Not likely, so your room will introduce colourations different from the recording studio.

How can you make statements like you make and say that your system makes Bob Dylan's harmonica sound just as real as when you play your harmonica?

I'll bet even if you used the same recording gear as Dylan used the two would sound different.

And this is the gist of the debate.

On a superior system YOU should be able to hear the differences.
To not hear the differences means the system isn't capable of the levle of resolution and realism need to distinguish between so many disparities.

This isn't meant to say your system sucks,it's just that this is the misguided thinking of most audiophiles.Because they like their systems and it sounds to them like the real thing,never having heard the real thing in real time in a real space identical to their own.
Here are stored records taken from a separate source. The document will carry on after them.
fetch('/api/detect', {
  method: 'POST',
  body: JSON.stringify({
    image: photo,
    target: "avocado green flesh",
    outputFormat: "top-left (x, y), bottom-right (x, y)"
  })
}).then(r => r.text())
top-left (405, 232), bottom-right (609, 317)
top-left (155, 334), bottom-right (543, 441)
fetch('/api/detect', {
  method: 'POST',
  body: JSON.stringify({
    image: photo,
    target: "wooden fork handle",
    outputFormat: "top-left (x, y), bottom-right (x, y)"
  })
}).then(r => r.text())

It's the concept some of us are trying to convey in this thread that some folks find hard to grasp or just don't want to believe.

Yes we would all like to think that we have assembled the most realistic system, and pat ourselves on the back and say "we're here, it's finished", alas, some of us know we are still very far away, and I don't think I'll live to see or hear the day when music or video is really duplicated in the confines of my personal space.
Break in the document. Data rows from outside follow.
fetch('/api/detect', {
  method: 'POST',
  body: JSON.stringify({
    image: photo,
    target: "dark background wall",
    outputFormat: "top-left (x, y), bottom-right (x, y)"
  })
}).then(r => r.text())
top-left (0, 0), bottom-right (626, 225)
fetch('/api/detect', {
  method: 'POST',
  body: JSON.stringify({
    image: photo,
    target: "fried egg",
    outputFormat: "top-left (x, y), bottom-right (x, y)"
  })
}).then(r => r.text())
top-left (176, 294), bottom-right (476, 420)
To put things into perspective,years ago I was quite pleased with my tv, and my stereo.All class A rated, top shelf.
I thought you couldn't get any better than this.
If everyone felt the same way as I did, then we would still be using all the same technology and systems today,
(some folks do).

Time passes and things did get much better.
As a play around guitar player with a variety of them I would say that on my $7,000 system optimized for guitars and stringed instruments it never has fooled me into sounding like it is the real thing(acoustics in real time and space). However the real thing is very elusive, never sounds the 100% the same twice maybe 95-98??, maybe 99 sometimes if your a pro. But I do find that I can almost recreate the real thing in my head with my system if all the stars are lined up. I can do it with digital and with analog. I think vertigo has conveyed himself very well, it is nice to discuss a topic like this because we hope that things will continue to improve and to know where to look when they do. It will be a better day in music reproduction when we can sit in our listening rooms and hear almost the real thing. Well played non amplified music is glorious. But I have a hard time seeing in the near future either format being real close to the real thing. I am still hoping though.